Some albums come as a pleasant surprise no matter how much hype you may have read (and ignored) about the artist in question. Stepping neatly into that category come San Diego’s Delta Spirit and their debut album Ode To Sunshine, which has actually been knocking around the States for a couple of years but is only now gaining a UK release.
Delta Spirit actually began life as emo outfit Noise Ratchet but gravitated towards a rootsy rock sound more in keeping with their musical influences. And there are plenty of those all over Ode To Sunshine, from old-time blues through ’60s country rock to Americana.
The brief opening track Tomorrow Goes Away sounds like something The Kinks might have shoehorned onto their ‘country’ album Muswell Hillbillies. It is also the first introduction to Matthew Vasquez’s quavering vocals, which to be frank can be a bit of an acquired taste, but fans of The Cave Singers will be in safe territory.
The single Trashcan is a terrific slice of early ’70s-styled Rolling Stones country ‘n roll, driven by a bluesy piano riff and Vasquez letting rip with a throat-shredding vocal. It’s a style that is revisited on another of the album’s standout tracks, the taut Parade.

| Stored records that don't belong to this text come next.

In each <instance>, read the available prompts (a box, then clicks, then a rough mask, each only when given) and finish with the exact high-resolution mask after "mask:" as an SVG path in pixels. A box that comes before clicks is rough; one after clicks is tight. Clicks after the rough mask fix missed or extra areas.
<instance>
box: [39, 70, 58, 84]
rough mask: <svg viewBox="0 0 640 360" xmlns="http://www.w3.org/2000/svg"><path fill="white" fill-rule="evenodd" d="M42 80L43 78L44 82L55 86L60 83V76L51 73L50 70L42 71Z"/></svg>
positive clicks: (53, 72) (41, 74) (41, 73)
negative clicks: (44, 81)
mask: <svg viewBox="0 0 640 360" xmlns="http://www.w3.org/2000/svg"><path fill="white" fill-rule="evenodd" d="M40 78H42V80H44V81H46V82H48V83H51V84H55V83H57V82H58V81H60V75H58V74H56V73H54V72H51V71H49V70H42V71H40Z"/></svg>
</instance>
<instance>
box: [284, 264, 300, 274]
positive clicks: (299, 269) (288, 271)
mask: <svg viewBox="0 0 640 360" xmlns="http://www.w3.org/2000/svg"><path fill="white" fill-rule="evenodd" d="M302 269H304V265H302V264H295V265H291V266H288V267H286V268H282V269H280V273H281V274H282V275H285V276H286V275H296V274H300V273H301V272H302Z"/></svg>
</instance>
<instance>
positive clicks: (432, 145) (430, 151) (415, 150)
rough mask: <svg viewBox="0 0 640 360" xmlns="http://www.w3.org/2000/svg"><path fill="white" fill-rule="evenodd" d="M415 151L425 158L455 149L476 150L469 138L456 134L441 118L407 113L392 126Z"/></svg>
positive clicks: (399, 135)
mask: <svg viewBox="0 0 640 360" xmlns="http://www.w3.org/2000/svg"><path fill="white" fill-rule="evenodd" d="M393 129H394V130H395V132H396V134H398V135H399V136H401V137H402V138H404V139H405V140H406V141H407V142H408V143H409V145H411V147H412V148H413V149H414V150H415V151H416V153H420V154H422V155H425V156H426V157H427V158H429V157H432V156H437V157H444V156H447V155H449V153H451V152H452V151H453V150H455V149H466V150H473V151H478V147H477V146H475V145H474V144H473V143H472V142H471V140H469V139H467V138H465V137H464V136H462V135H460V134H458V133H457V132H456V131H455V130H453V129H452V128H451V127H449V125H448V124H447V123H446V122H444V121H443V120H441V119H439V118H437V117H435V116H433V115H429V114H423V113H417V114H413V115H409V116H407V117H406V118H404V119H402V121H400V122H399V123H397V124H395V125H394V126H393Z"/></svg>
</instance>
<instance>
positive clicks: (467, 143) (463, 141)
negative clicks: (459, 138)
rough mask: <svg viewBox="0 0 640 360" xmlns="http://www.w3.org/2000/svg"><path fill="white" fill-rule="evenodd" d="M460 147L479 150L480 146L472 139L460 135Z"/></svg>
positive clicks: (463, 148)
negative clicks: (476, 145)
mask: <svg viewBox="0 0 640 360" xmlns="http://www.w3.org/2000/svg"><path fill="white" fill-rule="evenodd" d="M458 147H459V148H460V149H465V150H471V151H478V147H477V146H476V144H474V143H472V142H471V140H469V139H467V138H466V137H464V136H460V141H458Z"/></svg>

The latter is also one of the few songs to use guitar as lead instrument, a tactic the band would do well to revisit in future.
Like The Cave Singers there is a distinct whiff of southern revivalism laced throughout Delta Spirit’s lyrics, which at times is overt (Children; People, Turn Around) and at others more palatably oblique (People C’Mon). Elsewhere the album deals with drug abuse, family betrayal and sexual perversion, and while the lyrics can be heavy-handed (“I’ve finally found the cure for my own cancer” is the worst offender) generally the mood fits the music.
There are some delightful musical touches throughout Ode To Sunshine, notably the banjo on People, Turn Around and the Salvation Army-style horns on Bleeding Bells. True, the Violent Femmes did it all 20 years ago but there is enough musical variety on offer to counter claims of Delta Spirit being merely musical magpies.
Above all there is a keen ear for a killer pop melody on show here. Two of the best are Strange Vine and Streetwalker, which mix busy percussion with acoustic/electric guitars to shimmering effect. The fact that Vasquez also tones down his vocals is another plus point.
It is a shame that Ode To Sunshine has taken so long to surface over here, although it must be said the UK is less susceptible to heart-on-sleeve roots rock (as the long suffering Coal Porters will attest).